A broken table is really not that big a deal. I happen to have some mobility problems with my bad back, so it will be a bit of a challenge, but my family will help and order will be restored to my prayer garden.
But sometimes things are beyond our earthly control. Sometimes things are bigger than what we can handle. The death of a parent or child. A financial collapse. An illness.
At times like these, I have felt completely inadequate to deal with whatever is in front of me. It is bigger than me. I don’t know enough. I am not strong enough, young enough, smart enough. I am not enough.
But not being enough is actually good news.
Because that is where God comes in. We only imagine that we are in control of things and can fix everything. The truth is HE is the one who can lead us through the disaster, the mess, the grief. He is the one we should always lean on. He will show us where to step to avoid being cut by glass, or how not to be swallowed by the wind and the waves.

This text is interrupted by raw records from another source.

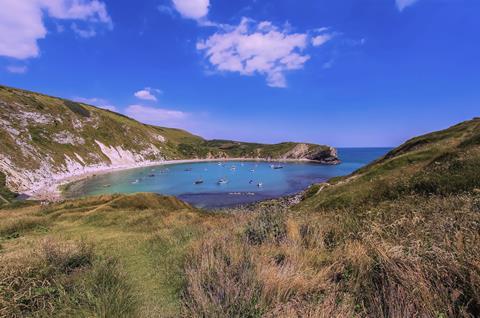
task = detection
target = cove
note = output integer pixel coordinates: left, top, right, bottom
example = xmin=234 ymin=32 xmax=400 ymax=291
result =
xmin=65 ymin=148 xmax=389 ymax=208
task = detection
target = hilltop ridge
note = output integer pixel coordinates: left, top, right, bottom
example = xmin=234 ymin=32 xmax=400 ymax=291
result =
xmin=0 ymin=86 xmax=339 ymax=199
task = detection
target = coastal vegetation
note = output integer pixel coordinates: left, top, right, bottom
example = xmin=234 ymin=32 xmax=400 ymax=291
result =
xmin=0 ymin=88 xmax=480 ymax=318
xmin=0 ymin=86 xmax=338 ymax=195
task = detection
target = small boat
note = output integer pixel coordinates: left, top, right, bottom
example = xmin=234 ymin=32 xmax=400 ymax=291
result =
xmin=217 ymin=178 xmax=228 ymax=184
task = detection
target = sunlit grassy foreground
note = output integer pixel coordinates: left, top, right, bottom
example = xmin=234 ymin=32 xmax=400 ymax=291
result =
xmin=0 ymin=119 xmax=480 ymax=318
xmin=0 ymin=194 xmax=227 ymax=317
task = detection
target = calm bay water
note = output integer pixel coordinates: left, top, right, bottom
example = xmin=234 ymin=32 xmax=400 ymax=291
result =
xmin=66 ymin=148 xmax=390 ymax=208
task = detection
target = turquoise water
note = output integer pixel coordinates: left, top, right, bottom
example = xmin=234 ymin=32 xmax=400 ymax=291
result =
xmin=67 ymin=148 xmax=389 ymax=208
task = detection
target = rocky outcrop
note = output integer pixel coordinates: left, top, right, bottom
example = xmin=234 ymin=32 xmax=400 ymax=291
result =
xmin=283 ymin=143 xmax=340 ymax=165
xmin=0 ymin=86 xmax=339 ymax=194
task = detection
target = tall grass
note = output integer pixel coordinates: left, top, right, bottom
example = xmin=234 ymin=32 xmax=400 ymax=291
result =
xmin=184 ymin=195 xmax=480 ymax=317
xmin=0 ymin=239 xmax=135 ymax=317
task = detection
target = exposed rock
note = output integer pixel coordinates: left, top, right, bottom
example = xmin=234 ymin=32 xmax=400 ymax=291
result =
xmin=283 ymin=144 xmax=340 ymax=164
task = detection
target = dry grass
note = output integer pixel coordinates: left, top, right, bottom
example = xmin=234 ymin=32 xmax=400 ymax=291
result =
xmin=181 ymin=195 xmax=480 ymax=317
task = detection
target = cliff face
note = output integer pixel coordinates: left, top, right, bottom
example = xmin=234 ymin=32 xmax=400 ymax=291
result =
xmin=0 ymin=86 xmax=338 ymax=194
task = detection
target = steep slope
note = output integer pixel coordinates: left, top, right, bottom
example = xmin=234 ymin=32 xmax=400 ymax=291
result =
xmin=185 ymin=118 xmax=480 ymax=318
xmin=305 ymin=118 xmax=480 ymax=208
xmin=0 ymin=86 xmax=338 ymax=193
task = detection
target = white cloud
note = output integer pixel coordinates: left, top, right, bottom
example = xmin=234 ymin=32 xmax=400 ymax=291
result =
xmin=395 ymin=0 xmax=418 ymax=11
xmin=6 ymin=65 xmax=28 ymax=74
xmin=125 ymin=105 xmax=188 ymax=127
xmin=73 ymin=97 xmax=117 ymax=112
xmin=133 ymin=87 xmax=162 ymax=102
xmin=0 ymin=0 xmax=113 ymax=59
xmin=197 ymin=18 xmax=332 ymax=87
xmin=312 ymin=33 xmax=333 ymax=46
xmin=172 ymin=0 xmax=210 ymax=20
xmin=72 ymin=23 xmax=97 ymax=39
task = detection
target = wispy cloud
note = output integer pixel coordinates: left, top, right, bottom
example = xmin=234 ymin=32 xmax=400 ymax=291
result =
xmin=197 ymin=18 xmax=333 ymax=88
xmin=395 ymin=0 xmax=418 ymax=12
xmin=0 ymin=0 xmax=113 ymax=59
xmin=172 ymin=0 xmax=210 ymax=20
xmin=133 ymin=87 xmax=162 ymax=102
xmin=6 ymin=65 xmax=28 ymax=74
xmin=72 ymin=23 xmax=97 ymax=39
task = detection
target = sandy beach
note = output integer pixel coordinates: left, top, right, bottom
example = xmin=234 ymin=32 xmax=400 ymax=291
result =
xmin=26 ymin=158 xmax=320 ymax=201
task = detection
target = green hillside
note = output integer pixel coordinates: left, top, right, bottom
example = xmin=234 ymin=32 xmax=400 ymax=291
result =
xmin=185 ymin=119 xmax=480 ymax=317
xmin=0 ymin=86 xmax=338 ymax=194
xmin=0 ymin=85 xmax=480 ymax=318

I know it may seem unbelievable at times that Jesus – this invisible God – can actually help us. But He does. We have to turn to Him, though. We have to calm down, pray and listen. And then He will take us by the hand and one step at a time, one piece of glass at a time, He will lead us through.
There will always be storms, and illnesses, and strife. Things will break and get lost and fall apart. That is the way our world works. But Jesus never changes. He is the rock. He is the foundation that we can always return to. The place where we can start again.
One final note: I do find it interesting that my statue of Jesus and the Children survived being thrown to the concrete and having a heavy glass table fall on it. The statue is a little plaster piece that I got at a thrift store. It should have been turned to powder.